Global (tools: reduce the sources)
Next, the sources, the things that reliably make anxiety worse. Source #1: “I’m going to forget. I’m going to blank out.” Use a map. A map in communication is a structure, a simple plan you can follow. My favorite is: what, so what, now what. - What: What are you talking about? Your idea, plan, product, or process. - So what: Why does it matter to this audience? - Now what: What happens next? What do you want them to do or expect? A structure like this makes you less likely to forget, and it also makes your message easier for others to remember. Source #2: Feeling judged and watched. Redirect attention. In a presentation, use a short video clip or a quick poll. In a conversation, ask a question or pass around a handout. It shifts attention off you, buys you a moment to settle, and it engages the audience. Win-win. Source #3: Treating communication like a performance with a single “right way.” Most of us grew up with activities like singing, dancing, acting, or sports. In those areas, there’s often a right way and a wrong way. Miss a line on stage, miss a cue in a sport, and it’s an error. We carry that mindset into speaking. But there is no one right way to communicate. There are better ways and worse ways, but not a single perfect way. So replace “performance” with “conversation.” Here’s how: - Put your attention on the audience. You’re in service of their needs. - Use conversational language: us, you, we. - Ask questions. Questions naturally create a two-way exchange.

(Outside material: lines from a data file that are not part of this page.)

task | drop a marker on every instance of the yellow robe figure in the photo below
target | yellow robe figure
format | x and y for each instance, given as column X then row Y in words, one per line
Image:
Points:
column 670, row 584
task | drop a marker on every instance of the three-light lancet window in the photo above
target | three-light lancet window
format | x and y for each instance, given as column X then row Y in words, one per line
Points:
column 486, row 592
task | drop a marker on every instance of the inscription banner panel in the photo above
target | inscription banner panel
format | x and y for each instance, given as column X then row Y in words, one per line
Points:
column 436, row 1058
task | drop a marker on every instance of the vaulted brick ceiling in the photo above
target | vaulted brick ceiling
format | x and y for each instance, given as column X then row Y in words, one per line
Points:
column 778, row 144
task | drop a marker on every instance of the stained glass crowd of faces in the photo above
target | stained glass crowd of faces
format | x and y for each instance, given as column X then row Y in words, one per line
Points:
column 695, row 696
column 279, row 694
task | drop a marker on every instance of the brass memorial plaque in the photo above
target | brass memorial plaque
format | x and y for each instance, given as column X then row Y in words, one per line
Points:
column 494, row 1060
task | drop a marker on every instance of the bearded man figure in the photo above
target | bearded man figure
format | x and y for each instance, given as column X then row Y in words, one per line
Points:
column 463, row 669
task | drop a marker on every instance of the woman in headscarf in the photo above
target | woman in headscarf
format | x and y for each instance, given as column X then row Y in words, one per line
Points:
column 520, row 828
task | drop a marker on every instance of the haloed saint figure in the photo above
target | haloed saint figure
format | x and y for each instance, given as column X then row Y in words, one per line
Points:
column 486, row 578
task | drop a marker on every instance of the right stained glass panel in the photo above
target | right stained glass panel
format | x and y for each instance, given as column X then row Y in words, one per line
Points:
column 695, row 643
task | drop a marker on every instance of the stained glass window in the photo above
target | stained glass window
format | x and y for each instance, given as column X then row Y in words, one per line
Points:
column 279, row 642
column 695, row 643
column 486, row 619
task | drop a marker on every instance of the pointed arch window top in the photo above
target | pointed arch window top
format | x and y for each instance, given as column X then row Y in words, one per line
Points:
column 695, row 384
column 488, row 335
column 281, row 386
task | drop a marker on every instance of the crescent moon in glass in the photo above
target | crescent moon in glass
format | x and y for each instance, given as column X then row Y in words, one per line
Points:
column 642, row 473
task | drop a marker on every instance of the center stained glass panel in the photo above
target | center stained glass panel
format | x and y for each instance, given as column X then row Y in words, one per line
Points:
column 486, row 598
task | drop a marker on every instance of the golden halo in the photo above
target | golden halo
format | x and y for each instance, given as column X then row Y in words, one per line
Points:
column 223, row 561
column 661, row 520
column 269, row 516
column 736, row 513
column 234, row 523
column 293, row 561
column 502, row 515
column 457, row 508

Local → global (proof it works + close)
None of this is instant. It takes time. It takes persistence. We’re working against hardwired anxiety and years of learned habits. But with patience and self-kindness, you can get better. I’ve seen it happen. A few years ago, I met Irma, a 72-year-old grandmother. In high school, she spoke up in class and her English teacher told her, “That is the absolute worst communication I have ever heard.” From that moment on, she avoided speaking so intensely that she chose to become a research librarian, partly so she wouldn’t have to talk to many people. Then her granddaughter, whom she adored, asked her to give a toast at her wedding. Irma wanted to do it. When she told me her goal, her face showed sheer terror and complete determination. Three months later, after hard work and encouragement, Irma gave an amazing toast. The joy on her face is something I’ll never forget. Like Irma, you can learn to manage anxiety, whether you’re speaking at a wedding or in a meeting, pitching or protesting. And we all benefit from the stories you’re going to share, the input you’re going to give, and the ideas you’re going to spread. I look forward to your speaking up without freaking out. Thank you.